Economists have predicted that the prices of goods and services will continue to skyrocket as the value of the Zimbabwe dollar plunged against the United States dollar on Friday on the black market.
Reports suggest that the local currency fell to as low as 40 against the US dollar on Friday, as a State-owned enterprise was in the market to raise foreign currency for its imports.
Economist John Robertson on Friday night told the Daily News that the depreciation of the local unit is being caused by people who want to move their money out of Zimbabwe as soon as they can. He said:
People want to move money out of the country and they are prepared to sell the Zimbabwe dollar at any price to get foreign currency.
This is causing market distortions because confidence is very low.
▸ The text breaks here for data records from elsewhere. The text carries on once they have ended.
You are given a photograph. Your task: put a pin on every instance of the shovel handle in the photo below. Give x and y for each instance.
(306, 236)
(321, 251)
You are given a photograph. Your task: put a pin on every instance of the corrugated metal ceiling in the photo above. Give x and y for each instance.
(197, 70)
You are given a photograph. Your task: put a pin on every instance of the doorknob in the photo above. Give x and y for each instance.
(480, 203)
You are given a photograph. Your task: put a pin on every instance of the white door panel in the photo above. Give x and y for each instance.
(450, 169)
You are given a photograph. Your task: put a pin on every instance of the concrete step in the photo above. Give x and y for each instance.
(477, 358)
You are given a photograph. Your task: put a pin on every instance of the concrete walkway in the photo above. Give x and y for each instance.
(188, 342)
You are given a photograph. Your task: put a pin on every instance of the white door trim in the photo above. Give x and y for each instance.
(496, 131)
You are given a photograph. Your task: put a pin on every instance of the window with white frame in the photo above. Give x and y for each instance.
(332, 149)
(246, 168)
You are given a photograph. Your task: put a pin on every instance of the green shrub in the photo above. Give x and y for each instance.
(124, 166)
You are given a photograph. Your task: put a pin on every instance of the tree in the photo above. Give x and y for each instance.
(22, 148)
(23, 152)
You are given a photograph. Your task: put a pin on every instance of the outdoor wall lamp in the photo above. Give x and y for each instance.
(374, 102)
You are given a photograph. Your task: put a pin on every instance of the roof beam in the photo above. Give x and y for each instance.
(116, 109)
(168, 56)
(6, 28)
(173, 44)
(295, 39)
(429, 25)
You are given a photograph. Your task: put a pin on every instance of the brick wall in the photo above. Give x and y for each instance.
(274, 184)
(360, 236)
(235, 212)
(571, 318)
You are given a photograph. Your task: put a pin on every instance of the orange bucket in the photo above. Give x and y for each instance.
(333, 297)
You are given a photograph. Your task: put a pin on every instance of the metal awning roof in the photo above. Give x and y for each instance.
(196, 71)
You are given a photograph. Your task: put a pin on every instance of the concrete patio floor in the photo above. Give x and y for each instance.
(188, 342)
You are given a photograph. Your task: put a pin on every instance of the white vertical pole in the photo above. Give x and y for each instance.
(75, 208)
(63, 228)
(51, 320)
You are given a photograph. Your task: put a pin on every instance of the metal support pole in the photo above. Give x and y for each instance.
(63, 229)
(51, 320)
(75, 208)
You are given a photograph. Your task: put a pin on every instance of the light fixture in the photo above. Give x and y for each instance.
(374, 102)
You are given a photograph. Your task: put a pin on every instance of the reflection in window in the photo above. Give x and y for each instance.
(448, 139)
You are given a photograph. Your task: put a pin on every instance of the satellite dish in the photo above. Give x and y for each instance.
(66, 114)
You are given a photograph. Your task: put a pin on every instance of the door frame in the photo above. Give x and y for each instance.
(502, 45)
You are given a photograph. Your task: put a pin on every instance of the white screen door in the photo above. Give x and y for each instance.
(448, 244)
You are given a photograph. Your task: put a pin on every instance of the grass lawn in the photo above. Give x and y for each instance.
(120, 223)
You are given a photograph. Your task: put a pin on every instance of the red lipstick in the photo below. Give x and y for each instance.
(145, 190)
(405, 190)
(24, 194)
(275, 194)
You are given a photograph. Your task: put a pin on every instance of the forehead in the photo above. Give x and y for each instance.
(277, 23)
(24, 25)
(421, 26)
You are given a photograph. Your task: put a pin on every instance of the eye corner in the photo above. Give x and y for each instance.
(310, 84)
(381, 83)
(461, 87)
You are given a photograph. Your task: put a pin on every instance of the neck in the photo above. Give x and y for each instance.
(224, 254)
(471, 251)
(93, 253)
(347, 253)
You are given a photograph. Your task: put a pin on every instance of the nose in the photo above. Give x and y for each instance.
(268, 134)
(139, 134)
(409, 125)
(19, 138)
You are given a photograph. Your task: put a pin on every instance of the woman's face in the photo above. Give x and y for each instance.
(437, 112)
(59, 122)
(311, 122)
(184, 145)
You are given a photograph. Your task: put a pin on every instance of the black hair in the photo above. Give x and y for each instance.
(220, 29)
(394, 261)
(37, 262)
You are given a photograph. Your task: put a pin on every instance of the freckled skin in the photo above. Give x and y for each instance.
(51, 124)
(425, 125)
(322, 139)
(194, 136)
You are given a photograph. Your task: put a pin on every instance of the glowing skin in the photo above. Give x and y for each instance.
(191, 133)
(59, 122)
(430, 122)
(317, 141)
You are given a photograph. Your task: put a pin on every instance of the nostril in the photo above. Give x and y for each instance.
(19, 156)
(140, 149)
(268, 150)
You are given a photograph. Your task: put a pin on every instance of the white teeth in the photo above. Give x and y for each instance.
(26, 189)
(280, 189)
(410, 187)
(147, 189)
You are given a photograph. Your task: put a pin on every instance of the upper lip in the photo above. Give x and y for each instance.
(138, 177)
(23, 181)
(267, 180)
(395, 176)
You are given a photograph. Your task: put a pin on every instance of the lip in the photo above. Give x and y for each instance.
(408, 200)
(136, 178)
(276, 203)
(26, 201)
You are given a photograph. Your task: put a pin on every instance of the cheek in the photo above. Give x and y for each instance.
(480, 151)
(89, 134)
They are prepared to get money out of the country at any cost.
It’s a confidence issue … and that is where the problem is coming from. This will result in an increase in inflation.
Brains Muchemwa, another economist, told the publication that the government has to stop injecting unproductive money into the economy. He said:
It will only take honest commitment by the government to cease the injection of huge amounts of unproductive money into the economy to stabilise the exchange rate, short of which the exchange rate will never be stable.
Zimbabwe has been facing acute shortages of fuel, medicines, food, electricity and clean water for years, and the problems worsened after the military seized power in November 2017.